Anonymous wrote:It stinks that reining in DoD spending is verboten. There is so much to investigate there. I don’t feel very hopeful about the future of the US. I think we have run our course. Humans can’t help but take things too far. It’s our nature. How depressing.
Anonymous wrote:Anonymous wrote:It stinks that reining in DoD spending is verboten. There is so much to investigate there. I don’t feel very hopeful about the future of the US. I think we have run our course. Humans can’t help but take things too far. It’s our nature. How depressing.
It is an interesting question though; how will we pay for our military?
Anonymous wrote:It stinks that reining in DoD spending is verboten. There is so much to investigate there. I don’t feel very hopeful about the future of the US. I think we have run our course. Humans can’t help but take things too far. It’s our nature. How depressing.
Anonymous wrote:Anonymous wrote:Thank you to everyone who provided thoughtful comments. I appreciate them. Interestingly I’m dealing with a health issue for my elderly parent and have firsthand experience into waste at the department of defense. The health issue that resulted in the inability of the hospital to provide a one hour study and kept him in the hospital overnight results in thousands of extra dollars of cost to Medicare. What I’ve seen at DOD is astounding in terms of the amount of government purchases and hires when they don’t need things and can’t deliver what they promise.
Do conservative news outlets talk about this at all? Everything is about waste, waste, waste, but DOD is one of the biggest pieces of the pie and it feels like willful ignorance to the blatant fraud and waste there. I thought DOGE was going to investigate DOD, did that ever even happen? I feel like DOD spending is the elephant in the room and meanwhile, the proposed budget would increase their spending.
Anonymous wrote:Thank you to everyone who provided thoughtful comments. I appreciate them. Interestingly I’m dealing with a health issue for my elderly parent and have firsthand experience into waste at the department of defense. The health issue that resulted in the inability of the hospital to provide a one hour study and kept him in the hospital overnight results in thousands of extra dollars of cost to Medicare.

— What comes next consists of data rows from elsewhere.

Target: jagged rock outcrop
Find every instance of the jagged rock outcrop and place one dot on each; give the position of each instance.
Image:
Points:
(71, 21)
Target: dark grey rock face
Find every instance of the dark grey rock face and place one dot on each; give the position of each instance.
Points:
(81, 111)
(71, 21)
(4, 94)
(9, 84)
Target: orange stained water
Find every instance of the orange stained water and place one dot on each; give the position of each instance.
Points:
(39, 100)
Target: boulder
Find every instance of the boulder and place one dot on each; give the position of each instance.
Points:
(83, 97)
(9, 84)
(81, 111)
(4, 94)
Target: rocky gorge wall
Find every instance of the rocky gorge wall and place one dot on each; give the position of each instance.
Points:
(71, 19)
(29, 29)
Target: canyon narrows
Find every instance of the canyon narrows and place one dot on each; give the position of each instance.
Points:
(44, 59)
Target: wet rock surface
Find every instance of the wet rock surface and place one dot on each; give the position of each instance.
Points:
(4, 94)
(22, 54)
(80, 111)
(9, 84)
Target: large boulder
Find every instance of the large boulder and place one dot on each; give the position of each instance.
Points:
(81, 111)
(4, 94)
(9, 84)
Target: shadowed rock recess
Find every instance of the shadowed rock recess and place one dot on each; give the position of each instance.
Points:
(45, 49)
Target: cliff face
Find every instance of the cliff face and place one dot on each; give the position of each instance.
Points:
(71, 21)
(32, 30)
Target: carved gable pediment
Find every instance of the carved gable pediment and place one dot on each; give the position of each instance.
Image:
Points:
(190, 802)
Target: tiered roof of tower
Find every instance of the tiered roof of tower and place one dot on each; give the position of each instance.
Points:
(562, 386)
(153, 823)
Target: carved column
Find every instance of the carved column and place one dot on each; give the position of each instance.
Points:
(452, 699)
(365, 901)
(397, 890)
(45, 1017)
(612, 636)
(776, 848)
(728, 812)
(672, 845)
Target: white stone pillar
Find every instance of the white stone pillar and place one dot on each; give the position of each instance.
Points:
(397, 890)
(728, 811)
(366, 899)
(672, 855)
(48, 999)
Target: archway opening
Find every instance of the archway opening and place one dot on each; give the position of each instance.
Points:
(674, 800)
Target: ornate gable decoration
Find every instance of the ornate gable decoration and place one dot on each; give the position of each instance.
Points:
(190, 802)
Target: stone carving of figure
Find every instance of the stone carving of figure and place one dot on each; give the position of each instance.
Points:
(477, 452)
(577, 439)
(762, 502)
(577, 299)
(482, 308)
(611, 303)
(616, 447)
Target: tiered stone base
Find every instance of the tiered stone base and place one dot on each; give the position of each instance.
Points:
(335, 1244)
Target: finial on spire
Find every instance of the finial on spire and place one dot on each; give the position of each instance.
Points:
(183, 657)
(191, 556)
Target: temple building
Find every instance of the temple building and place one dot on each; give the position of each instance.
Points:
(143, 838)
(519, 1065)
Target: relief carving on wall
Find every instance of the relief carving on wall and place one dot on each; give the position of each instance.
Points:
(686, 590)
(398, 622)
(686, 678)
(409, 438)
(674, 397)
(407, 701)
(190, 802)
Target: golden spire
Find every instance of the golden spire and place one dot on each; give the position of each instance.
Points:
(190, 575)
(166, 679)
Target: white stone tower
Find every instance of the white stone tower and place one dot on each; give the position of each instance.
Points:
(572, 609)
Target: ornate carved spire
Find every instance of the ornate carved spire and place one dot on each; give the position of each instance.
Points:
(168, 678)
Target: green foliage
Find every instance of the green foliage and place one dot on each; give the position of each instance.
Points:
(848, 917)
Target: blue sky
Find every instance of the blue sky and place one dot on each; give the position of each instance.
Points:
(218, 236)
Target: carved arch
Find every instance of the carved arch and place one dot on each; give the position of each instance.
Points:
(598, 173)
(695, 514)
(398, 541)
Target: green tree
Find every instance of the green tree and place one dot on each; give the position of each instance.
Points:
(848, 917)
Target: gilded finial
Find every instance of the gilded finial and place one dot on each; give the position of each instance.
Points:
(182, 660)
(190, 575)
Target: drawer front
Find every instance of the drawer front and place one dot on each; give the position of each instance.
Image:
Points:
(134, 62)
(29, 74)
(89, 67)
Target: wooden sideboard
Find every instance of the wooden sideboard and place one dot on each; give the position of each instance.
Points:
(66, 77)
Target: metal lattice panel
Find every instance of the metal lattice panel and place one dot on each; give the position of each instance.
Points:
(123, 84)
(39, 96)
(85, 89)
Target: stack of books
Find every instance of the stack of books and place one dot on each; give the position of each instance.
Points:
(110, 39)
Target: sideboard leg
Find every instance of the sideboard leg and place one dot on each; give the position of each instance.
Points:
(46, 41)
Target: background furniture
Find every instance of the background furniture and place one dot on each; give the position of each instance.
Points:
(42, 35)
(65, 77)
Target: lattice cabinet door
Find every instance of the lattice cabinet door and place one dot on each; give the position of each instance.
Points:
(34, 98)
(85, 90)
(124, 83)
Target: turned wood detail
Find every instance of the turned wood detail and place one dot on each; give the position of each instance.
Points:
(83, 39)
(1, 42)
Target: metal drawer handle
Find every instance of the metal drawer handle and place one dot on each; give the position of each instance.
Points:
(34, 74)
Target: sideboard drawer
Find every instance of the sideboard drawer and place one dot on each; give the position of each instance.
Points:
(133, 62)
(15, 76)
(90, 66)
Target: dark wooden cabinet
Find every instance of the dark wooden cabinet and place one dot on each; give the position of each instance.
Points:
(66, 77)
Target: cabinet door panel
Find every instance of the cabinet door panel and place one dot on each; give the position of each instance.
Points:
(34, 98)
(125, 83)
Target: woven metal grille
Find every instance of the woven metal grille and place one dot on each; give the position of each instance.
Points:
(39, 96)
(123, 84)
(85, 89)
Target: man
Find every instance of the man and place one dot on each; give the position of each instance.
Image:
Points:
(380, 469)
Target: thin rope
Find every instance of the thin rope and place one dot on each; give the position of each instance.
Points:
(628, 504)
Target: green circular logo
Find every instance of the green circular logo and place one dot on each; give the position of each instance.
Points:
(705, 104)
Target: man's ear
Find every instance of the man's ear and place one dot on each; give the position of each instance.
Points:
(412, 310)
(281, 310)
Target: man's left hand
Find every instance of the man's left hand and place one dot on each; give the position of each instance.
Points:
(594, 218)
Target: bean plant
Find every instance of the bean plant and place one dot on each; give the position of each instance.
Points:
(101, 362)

What I’ve seen at DOD is astounding in terms of the amount of government purchases and hires when they don’t need things and can’t deliver what they promise.
Anonymous wrote:Anonymous wrote:I can’t see how the USA can run a trillion dollar deficit forever. How does this get addressed? I don’t like that DOGE targeted certain agencies but how can we continue spending more than we have by $1.7 trillion dollars a year?
Is that sustainable? What resources can I use to educate myself on this? Cutting spending is never popular and obviously Trump will offset any savings with tax cuts but I’m not understanding why the deficit isn’t a big deal to us Americans.
The government creates the money. Debt is paid via a mix of taxes and inflation (implicit tax on purchases). Rarely it is cancelled via default, effectively a tax on bondholders.
Everything is fine until one day it isn't and the merry go round stops. Look to 1929 and 2008 for examples.
Anonymous wrote:I can’t see how the USA can run a trillion dollar deficit forever. How does this get addressed? I don’t like that DOGE targeted certain agencies but how can we continue spending more than we have by $1.7 trillion dollars a year?
Is that sustainable? What resources can I use to educate myself on this? Cutting spending is never popular and obviously Trump will offset any savings with tax cuts but I’m not understanding why the deficit isn’t a big deal to us Americans.